A textbook of concurrency and distributed systems¶
The examples in musil are not a grab-bag. Concurrency and distributed systems have a canon — a
fixed set of classic problems, and almost every one is bounded, state-machine-shaped, and driven by
ordering or failure rather than by input. That is exactly musil's diet. So examples/ is an
executable textbook: each chapter is a classic problem modelled as states + guarded transitions +
invariants, where musil finds the classic bug and verifies the classic fix.
Each chapter does double duty — it is documentation (read it to learn the problem) and a test of
musil itself (each classic exercises a different feature: deadlock, fairness, channels, composition,
crash-recovery). Every completed chapter has its own page with a full walkthrough and the embedded
source; run any example directly with python examples/<name>.py.
When musil is the right tool¶
A model checker earns its keep when correctness depends on what happened and in what order, not on what the input was. The dividing line:
Is the bug a function of the input, or a function of history and ordering? Input / pure logic → a decision procedure (SAT / SMT / BDD). History / ordering / concurrency / failure → a model checker.
A stateless rule table ("does this packet match?") is the first kind — the wrong tool, because the question is quantified over inputs, not over reachable states. A protocol that can race, reorder, drop, partition, or wedge is the second kind — musil's home.
How a chapter is built¶
Every chapter follows the same four beats:
- Design — describe the protocol as a small state machine: a frozen dataclass plus guarded actions.
- Model the error — inject the fault (a race via interleaving, or loss / crash / partition). musil returns the shortest counterexample: the exact sequence that breaks the invariant.
- Prevent — change the design until the invariant holds across every reachable state.
- Guard — keep the model (and, for real code,
simulate/check_refinement) as a permanent regression test.
Finite-state machines¶
The simplest models: a single state field, a handful of actions, one invariant.
| Example | Bug / lesson | musil feature |
|---|---|---|
| Traffic light | Minimal FSM; confirm the three-state cycle is safe | check, to_dot |
| Service lifecycle | Build the model from the code's own transition table — zero drift | status_field_actions, declared_states |
Shared-memory concurrency¶
Two or more actors share mutable state. The bug lives in the interleaving — a specific ordering that no single-threaded test can find.
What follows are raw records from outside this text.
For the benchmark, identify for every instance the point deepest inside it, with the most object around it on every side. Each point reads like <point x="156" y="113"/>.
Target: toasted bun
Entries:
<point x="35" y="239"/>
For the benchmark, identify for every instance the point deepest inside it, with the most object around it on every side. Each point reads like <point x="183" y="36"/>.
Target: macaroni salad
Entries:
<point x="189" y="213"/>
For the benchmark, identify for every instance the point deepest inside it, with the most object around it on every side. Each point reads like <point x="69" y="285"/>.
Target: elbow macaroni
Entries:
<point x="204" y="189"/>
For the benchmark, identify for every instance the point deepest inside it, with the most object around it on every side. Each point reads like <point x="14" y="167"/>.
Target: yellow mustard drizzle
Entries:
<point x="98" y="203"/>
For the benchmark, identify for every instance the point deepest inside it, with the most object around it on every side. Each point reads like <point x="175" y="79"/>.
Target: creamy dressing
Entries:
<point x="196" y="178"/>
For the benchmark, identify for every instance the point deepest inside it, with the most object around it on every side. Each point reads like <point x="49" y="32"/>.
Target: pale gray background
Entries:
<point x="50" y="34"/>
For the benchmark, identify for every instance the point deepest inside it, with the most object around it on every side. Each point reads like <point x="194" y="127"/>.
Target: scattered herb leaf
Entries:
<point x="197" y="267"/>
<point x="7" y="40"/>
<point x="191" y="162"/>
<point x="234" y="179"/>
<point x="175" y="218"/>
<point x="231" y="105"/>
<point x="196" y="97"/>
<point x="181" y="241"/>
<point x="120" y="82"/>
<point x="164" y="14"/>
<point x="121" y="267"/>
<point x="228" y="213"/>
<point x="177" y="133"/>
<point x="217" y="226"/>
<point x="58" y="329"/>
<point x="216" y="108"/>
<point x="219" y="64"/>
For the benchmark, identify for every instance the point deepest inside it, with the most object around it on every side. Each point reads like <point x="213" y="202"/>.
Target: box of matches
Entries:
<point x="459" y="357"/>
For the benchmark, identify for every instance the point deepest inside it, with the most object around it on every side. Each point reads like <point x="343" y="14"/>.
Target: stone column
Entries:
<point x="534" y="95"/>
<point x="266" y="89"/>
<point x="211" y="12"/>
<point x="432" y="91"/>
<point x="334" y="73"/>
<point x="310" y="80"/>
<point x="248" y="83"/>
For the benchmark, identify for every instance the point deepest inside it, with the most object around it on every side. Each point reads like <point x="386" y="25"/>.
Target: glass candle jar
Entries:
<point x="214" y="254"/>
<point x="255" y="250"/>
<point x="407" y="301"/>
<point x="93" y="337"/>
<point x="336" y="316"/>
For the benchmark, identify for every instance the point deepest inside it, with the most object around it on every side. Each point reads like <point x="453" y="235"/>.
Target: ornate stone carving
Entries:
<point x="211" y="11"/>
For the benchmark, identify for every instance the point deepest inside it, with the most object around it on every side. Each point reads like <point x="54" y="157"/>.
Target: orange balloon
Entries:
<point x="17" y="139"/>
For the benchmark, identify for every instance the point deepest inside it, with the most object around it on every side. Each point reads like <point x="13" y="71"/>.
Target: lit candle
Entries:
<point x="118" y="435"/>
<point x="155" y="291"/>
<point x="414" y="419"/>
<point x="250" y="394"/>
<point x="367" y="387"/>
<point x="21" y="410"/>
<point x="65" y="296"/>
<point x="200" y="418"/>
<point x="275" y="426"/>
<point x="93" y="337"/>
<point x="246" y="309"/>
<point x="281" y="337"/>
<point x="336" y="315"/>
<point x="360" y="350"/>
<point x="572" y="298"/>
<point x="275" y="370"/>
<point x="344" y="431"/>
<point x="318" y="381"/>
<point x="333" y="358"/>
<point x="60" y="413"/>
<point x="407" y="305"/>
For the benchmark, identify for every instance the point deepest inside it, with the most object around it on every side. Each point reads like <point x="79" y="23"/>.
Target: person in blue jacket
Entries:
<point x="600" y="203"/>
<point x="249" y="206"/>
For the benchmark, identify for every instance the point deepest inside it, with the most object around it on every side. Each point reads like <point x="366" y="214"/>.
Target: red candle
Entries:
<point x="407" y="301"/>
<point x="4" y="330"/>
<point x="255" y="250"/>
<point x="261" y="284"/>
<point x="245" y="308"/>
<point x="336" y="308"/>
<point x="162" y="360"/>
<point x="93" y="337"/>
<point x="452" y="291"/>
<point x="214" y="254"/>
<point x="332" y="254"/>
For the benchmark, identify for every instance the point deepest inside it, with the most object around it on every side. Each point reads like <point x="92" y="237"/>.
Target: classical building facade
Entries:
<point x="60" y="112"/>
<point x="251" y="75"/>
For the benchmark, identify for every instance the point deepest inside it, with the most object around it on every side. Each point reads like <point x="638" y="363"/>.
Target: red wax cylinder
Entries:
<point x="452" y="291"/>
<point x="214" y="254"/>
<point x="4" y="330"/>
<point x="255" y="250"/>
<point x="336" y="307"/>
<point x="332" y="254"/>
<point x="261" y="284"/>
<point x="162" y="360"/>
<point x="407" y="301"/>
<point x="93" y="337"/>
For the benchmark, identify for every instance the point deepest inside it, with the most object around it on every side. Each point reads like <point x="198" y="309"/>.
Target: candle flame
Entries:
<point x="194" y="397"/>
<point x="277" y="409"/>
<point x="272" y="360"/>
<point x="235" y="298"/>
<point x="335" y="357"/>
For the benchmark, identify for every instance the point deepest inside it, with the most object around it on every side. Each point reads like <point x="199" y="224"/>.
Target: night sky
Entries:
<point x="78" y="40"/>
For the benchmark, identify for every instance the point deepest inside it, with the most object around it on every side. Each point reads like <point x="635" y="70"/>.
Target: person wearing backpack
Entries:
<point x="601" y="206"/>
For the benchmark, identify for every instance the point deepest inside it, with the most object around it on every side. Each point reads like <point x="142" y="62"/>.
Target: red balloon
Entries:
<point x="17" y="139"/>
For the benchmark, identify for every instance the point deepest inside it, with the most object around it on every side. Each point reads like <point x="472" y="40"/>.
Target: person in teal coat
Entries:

| Example | Bug / lesson | musil feature |
|---|---|---|
| Lost update | Non-atomic read-modify-write; one increment silently lost | check, interleaving |
| Producer–consumer | Check-then-act race overflows a bounded buffer; atomic fix passes | check, check_liveness |
| Mutual exclusion (Peterson) | Exhaustive proof that Peterson's algorithm is correct | check, invariant |
| Readers–writers | Safety holds for both policies; reader-preference starves the writer | check, check_liveness, fairness |
| Dining philosophers | Circular-wait deadlock; resource-ordering rule eliminates it | check, deadlock |
| Bank transfer | Lock-ordering deadlock; conservation invariant holds through the fix | check, invariant |
Distributed protocols¶
Nodes that communicate over a network. Correctness depends on message ordering, loss, and failure.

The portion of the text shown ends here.